Today, very few corporate executives believe that TQM is a viable system of business management. To this point, a 1996 study titled “Measuring Performance After Meeting Award Criteria” was published in Quality Progress magazine. The conclusions were quite apparent – the impact of TQM practices may not be nearly as significant as some think. After examining data from Baldrige and state quality award winners, applicants and non-applicants, the study’s authors said they could not “conclusively determine whether quality award winning companies perform better than others.”
Even before this, TQM skepticism was already building. Consider the April 1994 article featured in Quality Digest magazine titled “Is TQM Dead,” editor Scott Madison Paton cited study after study that brought the viability of TQM into serious question. “Only 20 percent of Fortune 500 companies are satisfied with the results of their TQM processes, according to a 1992 Rath & Strong survey.” “Florida Power & Light remains the only U.S. company to have won Japan’s coveted Deming Prize. It’s winning strategy was largely dismantled after complaints of excessive bureaucracy and red tape.”
Paton continued: “A survey of 300 electronics companies by the American Electronics Association found 73 percent had quality programs in place, but, of these, 63 percent said they had failed to improve quality by even as much as 10 percent.” “A study of 30 quality programs by McKinsey & Co. found that two-thirds of them had stalled or fallen short of yielding real improvements.”
Then Paton made a simple but profound point: “The ‘balkanization’ of TQM spreads on an almost daily basis as TQM splinters into ever-smaller spheres of influence like ISO 9000 and Reengineering…” Then, after asking five noted quality experts for their respective definitions of TQM, Paton reports that he got five different answers.
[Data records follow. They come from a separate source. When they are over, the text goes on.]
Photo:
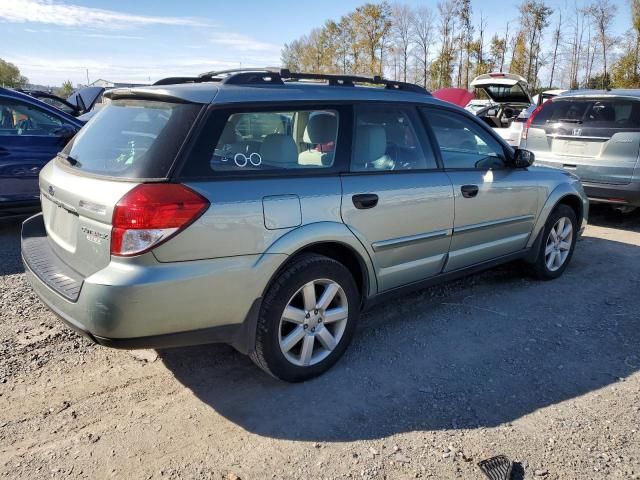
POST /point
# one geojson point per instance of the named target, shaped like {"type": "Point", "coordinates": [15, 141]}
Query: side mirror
{"type": "Point", "coordinates": [523, 158]}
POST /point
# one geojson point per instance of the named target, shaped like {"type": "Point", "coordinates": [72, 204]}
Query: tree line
{"type": "Point", "coordinates": [449, 45]}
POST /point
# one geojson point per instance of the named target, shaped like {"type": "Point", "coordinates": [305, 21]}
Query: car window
{"type": "Point", "coordinates": [463, 144]}
{"type": "Point", "coordinates": [21, 118]}
{"type": "Point", "coordinates": [266, 141]}
{"type": "Point", "coordinates": [57, 104]}
{"type": "Point", "coordinates": [132, 138]}
{"type": "Point", "coordinates": [386, 138]}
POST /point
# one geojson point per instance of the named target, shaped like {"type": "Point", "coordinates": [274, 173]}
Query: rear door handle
{"type": "Point", "coordinates": [469, 191]}
{"type": "Point", "coordinates": [365, 200]}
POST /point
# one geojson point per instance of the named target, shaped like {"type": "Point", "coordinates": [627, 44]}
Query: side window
{"type": "Point", "coordinates": [386, 138]}
{"type": "Point", "coordinates": [271, 141]}
{"type": "Point", "coordinates": [18, 118]}
{"type": "Point", "coordinates": [463, 144]}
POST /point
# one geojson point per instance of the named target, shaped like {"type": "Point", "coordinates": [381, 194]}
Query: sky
{"type": "Point", "coordinates": [144, 40]}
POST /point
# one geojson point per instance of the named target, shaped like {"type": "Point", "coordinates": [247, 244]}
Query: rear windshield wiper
{"type": "Point", "coordinates": [68, 158]}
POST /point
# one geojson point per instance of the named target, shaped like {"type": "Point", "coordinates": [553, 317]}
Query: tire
{"type": "Point", "coordinates": [543, 267]}
{"type": "Point", "coordinates": [283, 341]}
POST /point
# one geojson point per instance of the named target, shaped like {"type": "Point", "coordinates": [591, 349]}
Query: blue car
{"type": "Point", "coordinates": [31, 134]}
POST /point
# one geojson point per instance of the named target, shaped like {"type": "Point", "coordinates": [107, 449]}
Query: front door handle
{"type": "Point", "coordinates": [469, 191]}
{"type": "Point", "coordinates": [365, 200]}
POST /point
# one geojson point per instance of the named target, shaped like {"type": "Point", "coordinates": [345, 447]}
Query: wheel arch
{"type": "Point", "coordinates": [563, 194]}
{"type": "Point", "coordinates": [333, 240]}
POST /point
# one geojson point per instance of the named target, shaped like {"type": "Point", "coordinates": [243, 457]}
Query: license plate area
{"type": "Point", "coordinates": [61, 223]}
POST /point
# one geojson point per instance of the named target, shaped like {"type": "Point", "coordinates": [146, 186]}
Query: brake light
{"type": "Point", "coordinates": [525, 130]}
{"type": "Point", "coordinates": [152, 213]}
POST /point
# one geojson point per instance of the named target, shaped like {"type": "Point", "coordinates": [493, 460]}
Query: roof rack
{"type": "Point", "coordinates": [265, 76]}
{"type": "Point", "coordinates": [351, 80]}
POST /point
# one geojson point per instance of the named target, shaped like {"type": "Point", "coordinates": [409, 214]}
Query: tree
{"type": "Point", "coordinates": [67, 89]}
{"type": "Point", "coordinates": [402, 21]}
{"type": "Point", "coordinates": [372, 23]}
{"type": "Point", "coordinates": [556, 40]}
{"type": "Point", "coordinates": [10, 75]}
{"type": "Point", "coordinates": [422, 32]}
{"type": "Point", "coordinates": [603, 12]}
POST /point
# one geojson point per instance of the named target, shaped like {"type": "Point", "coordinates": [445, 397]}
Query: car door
{"type": "Point", "coordinates": [29, 138]}
{"type": "Point", "coordinates": [395, 199]}
{"type": "Point", "coordinates": [495, 204]}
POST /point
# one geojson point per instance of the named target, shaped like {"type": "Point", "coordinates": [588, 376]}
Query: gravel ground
{"type": "Point", "coordinates": [543, 372]}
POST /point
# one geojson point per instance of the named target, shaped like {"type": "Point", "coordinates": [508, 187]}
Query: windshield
{"type": "Point", "coordinates": [132, 138]}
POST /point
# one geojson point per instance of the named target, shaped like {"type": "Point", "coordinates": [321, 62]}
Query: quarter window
{"type": "Point", "coordinates": [386, 139]}
{"type": "Point", "coordinates": [272, 141]}
{"type": "Point", "coordinates": [463, 144]}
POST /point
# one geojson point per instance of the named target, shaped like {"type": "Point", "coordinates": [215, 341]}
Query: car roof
{"type": "Point", "coordinates": [264, 85]}
{"type": "Point", "coordinates": [14, 94]}
{"type": "Point", "coordinates": [618, 92]}
{"type": "Point", "coordinates": [213, 92]}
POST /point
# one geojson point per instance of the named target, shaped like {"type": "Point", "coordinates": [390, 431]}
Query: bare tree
{"type": "Point", "coordinates": [402, 21]}
{"type": "Point", "coordinates": [422, 33]}
{"type": "Point", "coordinates": [603, 12]}
{"type": "Point", "coordinates": [556, 40]}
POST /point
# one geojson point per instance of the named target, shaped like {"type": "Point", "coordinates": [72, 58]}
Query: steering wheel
{"type": "Point", "coordinates": [25, 124]}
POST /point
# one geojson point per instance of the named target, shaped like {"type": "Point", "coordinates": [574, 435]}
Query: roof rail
{"type": "Point", "coordinates": [351, 80]}
{"type": "Point", "coordinates": [265, 76]}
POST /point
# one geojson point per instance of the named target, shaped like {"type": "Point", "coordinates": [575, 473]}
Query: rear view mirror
{"type": "Point", "coordinates": [523, 158]}
{"type": "Point", "coordinates": [65, 131]}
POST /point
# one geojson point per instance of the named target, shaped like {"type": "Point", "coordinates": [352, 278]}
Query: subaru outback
{"type": "Point", "coordinates": [267, 209]}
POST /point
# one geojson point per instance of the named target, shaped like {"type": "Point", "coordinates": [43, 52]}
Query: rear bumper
{"type": "Point", "coordinates": [613, 194]}
{"type": "Point", "coordinates": [147, 304]}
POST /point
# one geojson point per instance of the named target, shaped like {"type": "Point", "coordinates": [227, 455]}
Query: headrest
{"type": "Point", "coordinates": [371, 143]}
{"type": "Point", "coordinates": [228, 135]}
{"type": "Point", "coordinates": [321, 128]}
{"type": "Point", "coordinates": [279, 149]}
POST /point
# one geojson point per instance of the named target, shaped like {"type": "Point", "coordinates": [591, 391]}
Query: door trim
{"type": "Point", "coordinates": [493, 223]}
{"type": "Point", "coordinates": [409, 240]}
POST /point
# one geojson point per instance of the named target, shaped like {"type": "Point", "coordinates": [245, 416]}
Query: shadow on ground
{"type": "Point", "coordinates": [479, 352]}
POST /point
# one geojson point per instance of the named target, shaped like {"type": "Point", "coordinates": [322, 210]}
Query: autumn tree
{"type": "Point", "coordinates": [10, 75]}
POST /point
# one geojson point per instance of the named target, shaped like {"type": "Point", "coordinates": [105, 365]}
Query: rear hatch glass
{"type": "Point", "coordinates": [598, 137]}
{"type": "Point", "coordinates": [132, 139]}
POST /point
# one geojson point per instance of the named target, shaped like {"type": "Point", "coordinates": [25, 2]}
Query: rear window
{"type": "Point", "coordinates": [590, 113]}
{"type": "Point", "coordinates": [132, 138]}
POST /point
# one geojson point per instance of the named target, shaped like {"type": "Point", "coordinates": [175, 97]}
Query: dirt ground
{"type": "Point", "coordinates": [546, 373]}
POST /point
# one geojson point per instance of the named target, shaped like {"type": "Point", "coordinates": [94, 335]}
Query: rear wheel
{"type": "Point", "coordinates": [558, 243]}
{"type": "Point", "coordinates": [307, 319]}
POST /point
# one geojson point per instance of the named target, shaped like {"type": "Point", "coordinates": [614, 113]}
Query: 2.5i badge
{"type": "Point", "coordinates": [93, 236]}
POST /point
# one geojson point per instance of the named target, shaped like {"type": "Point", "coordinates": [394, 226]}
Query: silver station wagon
{"type": "Point", "coordinates": [268, 209]}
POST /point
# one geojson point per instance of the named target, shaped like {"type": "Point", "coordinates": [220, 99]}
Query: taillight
{"type": "Point", "coordinates": [152, 213]}
{"type": "Point", "coordinates": [525, 130]}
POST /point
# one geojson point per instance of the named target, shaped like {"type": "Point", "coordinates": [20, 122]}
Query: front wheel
{"type": "Point", "coordinates": [558, 243]}
{"type": "Point", "coordinates": [307, 319]}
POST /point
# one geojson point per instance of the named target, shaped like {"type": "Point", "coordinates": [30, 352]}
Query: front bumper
{"type": "Point", "coordinates": [154, 305]}
{"type": "Point", "coordinates": [628, 194]}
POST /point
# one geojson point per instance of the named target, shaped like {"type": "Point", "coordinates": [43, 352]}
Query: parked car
{"type": "Point", "coordinates": [31, 134]}
{"type": "Point", "coordinates": [515, 130]}
{"type": "Point", "coordinates": [53, 100]}
{"type": "Point", "coordinates": [596, 135]}
{"type": "Point", "coordinates": [249, 209]}
{"type": "Point", "coordinates": [509, 95]}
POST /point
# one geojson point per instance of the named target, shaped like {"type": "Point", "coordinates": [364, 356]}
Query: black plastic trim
{"type": "Point", "coordinates": [45, 264]}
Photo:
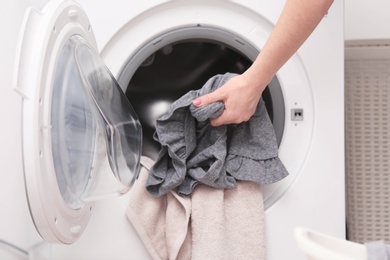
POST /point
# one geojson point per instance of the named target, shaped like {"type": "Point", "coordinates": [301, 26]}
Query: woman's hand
{"type": "Point", "coordinates": [242, 93]}
{"type": "Point", "coordinates": [240, 97]}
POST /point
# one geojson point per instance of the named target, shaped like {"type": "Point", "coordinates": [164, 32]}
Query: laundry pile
{"type": "Point", "coordinates": [195, 152]}
{"type": "Point", "coordinates": [201, 199]}
{"type": "Point", "coordinates": [211, 224]}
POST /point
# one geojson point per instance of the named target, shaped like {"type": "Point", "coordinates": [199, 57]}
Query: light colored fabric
{"type": "Point", "coordinates": [211, 224]}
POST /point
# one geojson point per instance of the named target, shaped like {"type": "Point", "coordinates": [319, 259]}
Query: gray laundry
{"type": "Point", "coordinates": [193, 151]}
{"type": "Point", "coordinates": [378, 250]}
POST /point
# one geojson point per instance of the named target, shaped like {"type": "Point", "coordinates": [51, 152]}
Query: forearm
{"type": "Point", "coordinates": [298, 20]}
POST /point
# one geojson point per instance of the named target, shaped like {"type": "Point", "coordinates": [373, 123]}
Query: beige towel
{"type": "Point", "coordinates": [211, 224]}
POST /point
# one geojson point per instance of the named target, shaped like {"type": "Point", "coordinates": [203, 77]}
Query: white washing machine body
{"type": "Point", "coordinates": [308, 101]}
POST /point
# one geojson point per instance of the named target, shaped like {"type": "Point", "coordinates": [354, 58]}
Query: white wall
{"type": "Point", "coordinates": [367, 19]}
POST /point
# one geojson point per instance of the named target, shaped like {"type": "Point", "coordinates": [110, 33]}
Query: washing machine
{"type": "Point", "coordinates": [67, 165]}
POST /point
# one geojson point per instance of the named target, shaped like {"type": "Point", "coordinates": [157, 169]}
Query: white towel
{"type": "Point", "coordinates": [211, 224]}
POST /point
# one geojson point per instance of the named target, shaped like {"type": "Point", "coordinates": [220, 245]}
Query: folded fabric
{"type": "Point", "coordinates": [211, 224]}
{"type": "Point", "coordinates": [193, 151]}
{"type": "Point", "coordinates": [378, 250]}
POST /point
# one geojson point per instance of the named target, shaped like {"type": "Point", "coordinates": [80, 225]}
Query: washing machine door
{"type": "Point", "coordinates": [81, 137]}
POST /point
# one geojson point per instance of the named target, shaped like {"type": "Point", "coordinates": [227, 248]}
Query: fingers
{"type": "Point", "coordinates": [208, 99]}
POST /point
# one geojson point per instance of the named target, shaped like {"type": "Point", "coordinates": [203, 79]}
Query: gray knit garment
{"type": "Point", "coordinates": [193, 151]}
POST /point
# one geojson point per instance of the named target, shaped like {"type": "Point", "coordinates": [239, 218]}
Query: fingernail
{"type": "Point", "coordinates": [196, 102]}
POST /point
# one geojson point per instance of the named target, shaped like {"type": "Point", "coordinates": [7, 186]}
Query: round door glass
{"type": "Point", "coordinates": [96, 136]}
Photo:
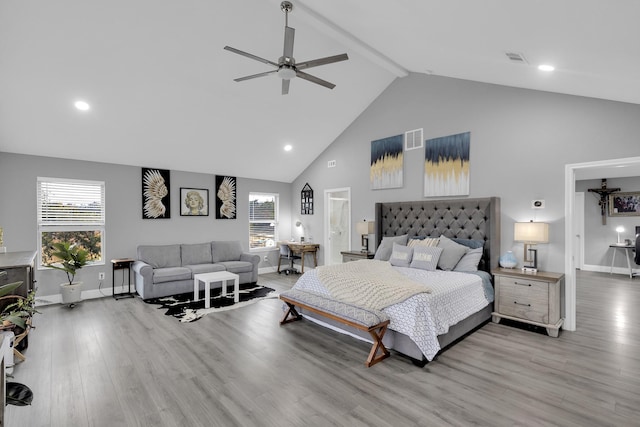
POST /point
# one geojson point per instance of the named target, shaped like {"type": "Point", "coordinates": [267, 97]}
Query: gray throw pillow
{"type": "Point", "coordinates": [469, 261]}
{"type": "Point", "coordinates": [383, 253]}
{"type": "Point", "coordinates": [452, 252]}
{"type": "Point", "coordinates": [425, 257]}
{"type": "Point", "coordinates": [400, 255]}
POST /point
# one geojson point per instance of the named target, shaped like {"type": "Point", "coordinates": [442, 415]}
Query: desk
{"type": "Point", "coordinates": [121, 264]}
{"type": "Point", "coordinates": [626, 249]}
{"type": "Point", "coordinates": [303, 249]}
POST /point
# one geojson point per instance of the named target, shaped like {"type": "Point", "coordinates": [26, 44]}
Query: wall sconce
{"type": "Point", "coordinates": [619, 229]}
{"type": "Point", "coordinates": [531, 233]}
{"type": "Point", "coordinates": [365, 228]}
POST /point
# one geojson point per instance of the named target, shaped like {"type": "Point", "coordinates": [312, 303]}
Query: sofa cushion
{"type": "Point", "coordinates": [196, 254]}
{"type": "Point", "coordinates": [237, 266]}
{"type": "Point", "coordinates": [226, 250]}
{"type": "Point", "coordinates": [170, 274]}
{"type": "Point", "coordinates": [205, 268]}
{"type": "Point", "coordinates": [160, 256]}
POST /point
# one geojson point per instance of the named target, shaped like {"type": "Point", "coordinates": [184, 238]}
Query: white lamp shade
{"type": "Point", "coordinates": [531, 232]}
{"type": "Point", "coordinates": [366, 227]}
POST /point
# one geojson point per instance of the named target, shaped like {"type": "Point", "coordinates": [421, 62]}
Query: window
{"type": "Point", "coordinates": [71, 210]}
{"type": "Point", "coordinates": [263, 220]}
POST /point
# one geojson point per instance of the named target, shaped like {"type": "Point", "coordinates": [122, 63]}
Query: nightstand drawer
{"type": "Point", "coordinates": [526, 299]}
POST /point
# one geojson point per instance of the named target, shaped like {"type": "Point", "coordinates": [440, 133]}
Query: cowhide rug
{"type": "Point", "coordinates": [184, 308]}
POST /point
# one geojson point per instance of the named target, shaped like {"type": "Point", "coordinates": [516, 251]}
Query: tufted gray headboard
{"type": "Point", "coordinates": [477, 219]}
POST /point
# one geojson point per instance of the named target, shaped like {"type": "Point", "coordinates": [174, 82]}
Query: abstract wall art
{"type": "Point", "coordinates": [446, 165]}
{"type": "Point", "coordinates": [387, 163]}
{"type": "Point", "coordinates": [156, 202]}
{"type": "Point", "coordinates": [225, 197]}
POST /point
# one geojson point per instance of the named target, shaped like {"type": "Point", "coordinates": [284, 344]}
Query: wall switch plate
{"type": "Point", "coordinates": [537, 204]}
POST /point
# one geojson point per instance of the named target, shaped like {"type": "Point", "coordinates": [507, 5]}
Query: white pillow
{"type": "Point", "coordinates": [401, 255]}
{"type": "Point", "coordinates": [425, 257]}
{"type": "Point", "coordinates": [452, 252]}
{"type": "Point", "coordinates": [386, 246]}
{"type": "Point", "coordinates": [469, 261]}
{"type": "Point", "coordinates": [427, 241]}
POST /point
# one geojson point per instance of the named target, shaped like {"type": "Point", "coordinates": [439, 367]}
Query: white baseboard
{"type": "Point", "coordinates": [605, 269]}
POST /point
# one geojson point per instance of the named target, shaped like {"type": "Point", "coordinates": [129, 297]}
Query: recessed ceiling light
{"type": "Point", "coordinates": [82, 105]}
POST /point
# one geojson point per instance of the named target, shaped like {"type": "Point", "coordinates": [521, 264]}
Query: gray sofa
{"type": "Point", "coordinates": [163, 270]}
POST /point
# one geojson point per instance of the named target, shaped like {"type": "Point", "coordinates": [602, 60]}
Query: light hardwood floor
{"type": "Point", "coordinates": [124, 363]}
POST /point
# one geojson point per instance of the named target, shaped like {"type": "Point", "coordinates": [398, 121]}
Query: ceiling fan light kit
{"type": "Point", "coordinates": [286, 67]}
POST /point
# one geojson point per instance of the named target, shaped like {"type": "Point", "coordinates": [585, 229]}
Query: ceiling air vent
{"type": "Point", "coordinates": [516, 57]}
{"type": "Point", "coordinates": [413, 140]}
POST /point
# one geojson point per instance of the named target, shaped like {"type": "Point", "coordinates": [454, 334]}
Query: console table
{"type": "Point", "coordinates": [626, 249]}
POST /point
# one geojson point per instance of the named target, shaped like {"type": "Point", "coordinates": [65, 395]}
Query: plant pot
{"type": "Point", "coordinates": [71, 293]}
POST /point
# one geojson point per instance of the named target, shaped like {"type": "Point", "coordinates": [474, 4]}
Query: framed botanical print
{"type": "Point", "coordinates": [624, 204]}
{"type": "Point", "coordinates": [194, 202]}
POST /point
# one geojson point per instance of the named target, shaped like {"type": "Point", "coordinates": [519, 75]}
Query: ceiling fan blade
{"type": "Point", "coordinates": [253, 76]}
{"type": "Point", "coordinates": [289, 34]}
{"type": "Point", "coordinates": [322, 61]}
{"type": "Point", "coordinates": [315, 80]}
{"type": "Point", "coordinates": [248, 55]}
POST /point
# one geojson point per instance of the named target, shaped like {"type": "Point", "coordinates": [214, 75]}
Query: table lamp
{"type": "Point", "coordinates": [531, 233]}
{"type": "Point", "coordinates": [619, 229]}
{"type": "Point", "coordinates": [365, 228]}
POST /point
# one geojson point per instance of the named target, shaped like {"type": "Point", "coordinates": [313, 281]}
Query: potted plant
{"type": "Point", "coordinates": [71, 258]}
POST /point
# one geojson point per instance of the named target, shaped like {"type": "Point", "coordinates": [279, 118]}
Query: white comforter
{"type": "Point", "coordinates": [454, 296]}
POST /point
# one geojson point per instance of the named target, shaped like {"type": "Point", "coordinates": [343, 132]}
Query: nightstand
{"type": "Point", "coordinates": [534, 298]}
{"type": "Point", "coordinates": [355, 255]}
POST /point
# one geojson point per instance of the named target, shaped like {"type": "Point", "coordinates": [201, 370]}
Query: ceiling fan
{"type": "Point", "coordinates": [286, 67]}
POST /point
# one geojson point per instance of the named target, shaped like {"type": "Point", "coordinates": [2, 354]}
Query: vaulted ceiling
{"type": "Point", "coordinates": [161, 87]}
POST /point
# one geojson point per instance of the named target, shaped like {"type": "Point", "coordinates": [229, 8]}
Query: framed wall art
{"type": "Point", "coordinates": [306, 200]}
{"type": "Point", "coordinates": [194, 202]}
{"type": "Point", "coordinates": [446, 165]}
{"type": "Point", "coordinates": [387, 163]}
{"type": "Point", "coordinates": [624, 204]}
{"type": "Point", "coordinates": [156, 202]}
{"type": "Point", "coordinates": [225, 197]}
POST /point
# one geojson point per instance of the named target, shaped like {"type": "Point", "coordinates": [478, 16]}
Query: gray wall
{"type": "Point", "coordinates": [598, 237]}
{"type": "Point", "coordinates": [125, 228]}
{"type": "Point", "coordinates": [520, 143]}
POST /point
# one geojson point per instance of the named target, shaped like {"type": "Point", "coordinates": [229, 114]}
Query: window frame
{"type": "Point", "coordinates": [63, 224]}
{"type": "Point", "coordinates": [276, 197]}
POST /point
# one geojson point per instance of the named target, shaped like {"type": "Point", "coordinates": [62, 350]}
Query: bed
{"type": "Point", "coordinates": [462, 220]}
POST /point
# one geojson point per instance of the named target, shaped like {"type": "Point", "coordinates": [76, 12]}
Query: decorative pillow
{"type": "Point", "coordinates": [470, 260]}
{"type": "Point", "coordinates": [452, 252]}
{"type": "Point", "coordinates": [426, 241]}
{"type": "Point", "coordinates": [400, 255]}
{"type": "Point", "coordinates": [425, 257]}
{"type": "Point", "coordinates": [383, 253]}
{"type": "Point", "coordinates": [471, 244]}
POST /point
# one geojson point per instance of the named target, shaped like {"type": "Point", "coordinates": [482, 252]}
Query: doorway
{"type": "Point", "coordinates": [615, 168]}
{"type": "Point", "coordinates": [337, 236]}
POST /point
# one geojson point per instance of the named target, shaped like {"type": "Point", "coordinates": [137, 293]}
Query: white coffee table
{"type": "Point", "coordinates": [216, 276]}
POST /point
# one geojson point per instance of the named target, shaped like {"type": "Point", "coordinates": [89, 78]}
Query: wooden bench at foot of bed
{"type": "Point", "coordinates": [373, 321]}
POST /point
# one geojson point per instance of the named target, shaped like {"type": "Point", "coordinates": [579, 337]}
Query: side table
{"type": "Point", "coordinates": [121, 264]}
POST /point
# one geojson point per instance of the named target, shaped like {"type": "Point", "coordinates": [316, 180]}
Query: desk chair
{"type": "Point", "coordinates": [287, 255]}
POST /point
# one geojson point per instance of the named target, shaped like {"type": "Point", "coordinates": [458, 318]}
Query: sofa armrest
{"type": "Point", "coordinates": [144, 277]}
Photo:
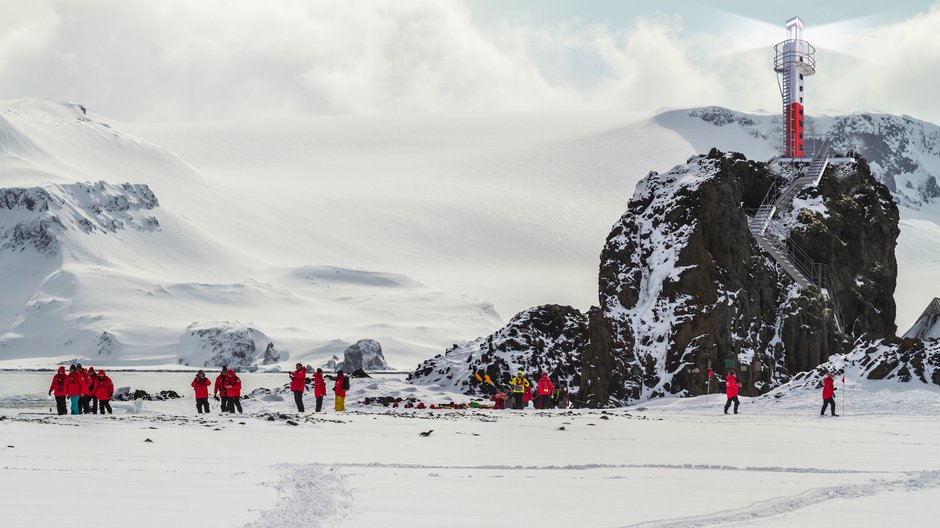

To this he said that “TQM is a philosophy, not a science. In that sense, Paton concluded, TQM wasn’t dead. It’s failure just proved “that bad management is still alive and kicking.”
Obviously, the era of TQM can be characterized as a period of intellectual divergence in which a theoretical connection between quality and business performance was conceptually established. In practical terms, however, no such connection was made outside the confines of isolated organizational and operational pockets. Quality was good, but it was not necessarily good for all. Quality was free, but it wasn’t always so free that it impacted the income statement. Quality was focused, but not so much that it became a tour de force in the overall performance of a global corporation.
In the minds of senior executives, TQM was squarely about working on product quality problems, not about managing the business enterprise. No one would deny the need for or importance of the quality function, as it was good for operations, good for its perceptual value and good in the eyes of the customer. Like ISO 9000, TQM was a ticket to punch in the eyes of senior management. It had reached its point of diminishing return in terms of providing the impetus and ingenuity needed for solving the business problems of the day.